After six years of nothing, county employees will receive either a 1.5 percent raise or an $850 pay bump, depending on their salaries. Anyone making $56,667 or more will receive a 1.5 percent raise; those making less will get an $850 pay bump.
“It costs the county more than a flat 3 percent across-the-board raise that the county initially planned, but it’s the workers on the low end of the pay scale that see the greater benefit; as a percentage of their salaries,” Gold observed. “Alachua County is similar to St Johns County, demographically, in our region; however, how we pay county employees is not.”
Recent reporting of an unannounced move by County Commission Chairman John “Jay” Morris that led to approval of a $21,000 pay raise for the highest paid county worker, County Administrator Michael Wanchick, brings into focus two areas where the counties differ.
First, around 83% of the Alachua County workforce makes less than $56,667 per year, according to a published report that appeared in today’s Gainesville Sun. St Johns County, from a 2012 payroll report obtained by Historic City News, indicates that of 1,187 Board of County Commissioners employees, closer to 90% earn less than $56,667.

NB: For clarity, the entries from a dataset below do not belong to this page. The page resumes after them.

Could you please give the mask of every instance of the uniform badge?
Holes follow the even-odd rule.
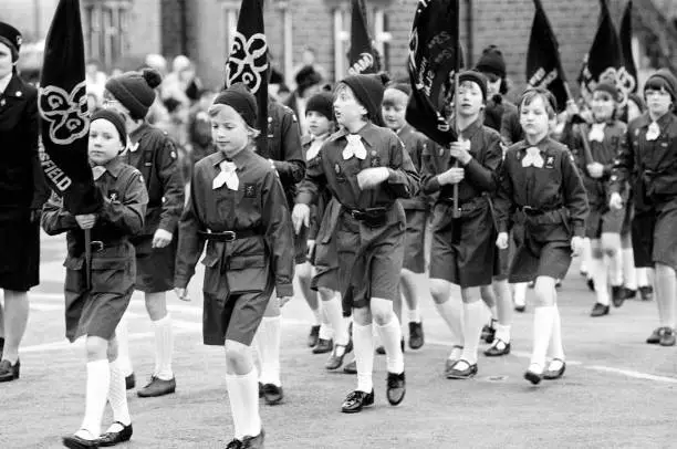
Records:
[[[256,198],[256,197],[257,197],[257,185],[246,184],[244,185],[244,198]]]

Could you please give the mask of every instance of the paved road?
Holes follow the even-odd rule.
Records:
[[[42,284],[32,292],[19,382],[0,384],[0,448],[58,448],[84,408],[83,345],[63,337],[62,238],[44,238]],[[421,278],[420,282],[425,282]],[[194,302],[170,293],[176,327],[177,394],[129,395],[129,448],[222,448],[231,435],[225,359],[201,344],[200,278]],[[531,293],[530,293],[531,294]],[[429,297],[421,301],[427,344],[407,351],[408,390],[399,407],[385,399],[385,359],[375,369],[376,405],[341,414],[352,376],[326,373],[324,355],[304,347],[311,316],[301,299],[283,313],[285,404],[262,406],[268,448],[677,448],[676,348],[644,344],[655,303],[629,301],[604,319],[587,316],[594,299],[574,265],[560,291],[565,377],[531,387],[522,379],[531,349],[531,309],[515,316],[513,354],[481,357],[472,380],[441,376],[448,333]],[[153,336],[143,301],[131,305],[132,352],[139,384],[153,367]],[[104,427],[111,420],[104,418]],[[124,446],[123,446],[124,447]]]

And, the average salary of the 10% that do is over $75,000 per year, plus benefits.
Historic City News will obtain an updated payroll report, after October 1, indicating the new salaries of all county workers; including those working for constitutional officers and the St Johns County School District, whose numbers are not included in these totals.
At that time, we will publish comparisons for “regular” employees, who arguably are the people doing all the work, and “executive” employees, who are paid more than twice the average annual income for citizens employed in the county that they serve.